Visible Spectrum is a series to spotlight talented and dedicated women employees across the Lab
January 14, 2021
Anastasiia Butko is a computing scientist who is passionate about using her computations to answer certain research questions and study new technologies such as supercomputers.
When not at the Lab, you can find Anastasiia picking local mushrooms, which is an activity she finds to be a form of meditation: “To be surrounded by silent nature and just focusing on one simple task is peaceful. Although, while the best part of it is the picking process, I do enjoy a cream of wild mushroom soup afterward.”
What inspired you to work at Berkeley Lab?
Since I was a kid, I have always been a big fan of science fiction and was attracted to the unresolved mysteries of our life and universe. I would have never imagined that someday I would be doing research in one of the best scientific laboratories in the world. For me, working at the Lab is actually bringing my childhood fantasies to life.

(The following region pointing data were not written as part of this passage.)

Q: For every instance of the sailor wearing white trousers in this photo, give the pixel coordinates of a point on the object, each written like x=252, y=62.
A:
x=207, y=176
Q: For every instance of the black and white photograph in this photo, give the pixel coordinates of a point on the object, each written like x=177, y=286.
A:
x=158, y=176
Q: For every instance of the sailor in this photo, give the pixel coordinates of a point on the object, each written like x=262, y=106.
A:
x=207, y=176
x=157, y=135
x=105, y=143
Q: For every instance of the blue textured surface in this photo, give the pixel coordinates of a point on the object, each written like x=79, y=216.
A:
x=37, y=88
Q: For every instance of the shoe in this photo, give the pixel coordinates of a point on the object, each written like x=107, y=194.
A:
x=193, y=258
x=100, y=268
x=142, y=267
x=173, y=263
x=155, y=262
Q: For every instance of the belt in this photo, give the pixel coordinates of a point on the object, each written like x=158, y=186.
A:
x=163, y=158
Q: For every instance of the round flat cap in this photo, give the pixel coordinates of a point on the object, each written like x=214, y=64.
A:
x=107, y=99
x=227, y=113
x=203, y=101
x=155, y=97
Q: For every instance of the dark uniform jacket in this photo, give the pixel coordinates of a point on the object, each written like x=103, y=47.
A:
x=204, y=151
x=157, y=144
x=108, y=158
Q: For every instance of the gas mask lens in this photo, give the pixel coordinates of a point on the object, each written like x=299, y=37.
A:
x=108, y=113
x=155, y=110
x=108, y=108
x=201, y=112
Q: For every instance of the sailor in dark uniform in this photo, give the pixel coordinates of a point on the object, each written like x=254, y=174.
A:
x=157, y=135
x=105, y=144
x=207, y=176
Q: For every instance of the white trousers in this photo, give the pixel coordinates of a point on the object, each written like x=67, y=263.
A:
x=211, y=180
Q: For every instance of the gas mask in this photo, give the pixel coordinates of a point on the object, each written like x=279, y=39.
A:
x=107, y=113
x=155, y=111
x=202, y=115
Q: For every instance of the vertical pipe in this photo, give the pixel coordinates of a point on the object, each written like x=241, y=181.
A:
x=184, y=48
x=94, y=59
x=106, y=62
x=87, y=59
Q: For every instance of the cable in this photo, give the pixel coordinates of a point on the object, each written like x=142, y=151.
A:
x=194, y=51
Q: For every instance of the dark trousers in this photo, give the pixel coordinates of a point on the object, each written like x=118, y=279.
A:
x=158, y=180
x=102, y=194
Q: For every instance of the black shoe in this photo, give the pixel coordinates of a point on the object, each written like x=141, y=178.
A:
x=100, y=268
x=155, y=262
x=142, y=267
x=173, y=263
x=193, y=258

What does your current scientific project or research entail?
Computations are mainly used as a tool to answer certain research questions. As a computer scientist, I study new technologies that would allow answering these questions faster and more accurately. It is a very exciting moment to be a computer architect, as we have reached the point where existing technologies can no longer keep up. My current research is focused on helping build the advanced quantum testbed that will one day overpower the existing supercomputers and open the door to the new computing era.
What have you been most proud of in your work?
The Lab gives unlimited opportunities to be part of something bigger in so many different areas: biology, chemistry, astro-physics, and many more. Passing on knowledge to others is one of the most (if not the most) important part of being a scientist. One can not make a difference or advance society if thoughts are kept hidden. It is a fundamental concept of quantum physics: the state of the system is changed only when it is observed from the outside. I am proud that I can share my discoveries and observations with the community and do it well.
Do you have tips you'd recommend for someone looking to enter and/or succeed in your field of work?
My main piece of advice is to never assume that you are not good enough to apply for a job or make a difference. We all are part of a team where contributors have different sets of skills and experience. It is important to recognize your strengths and be able to put them in practice at the right place.
How can our community engage more women, girls, and other underrepresented groups in STEM?
It is a very difficult task as we need to deal with prejudice, cultural differences, histories of discrimination, and many other factors that can not be ignored. Knowledge is power, and we as a research community have that power. We need to make sure that the knowledge is shared and widely distributed without any barriers.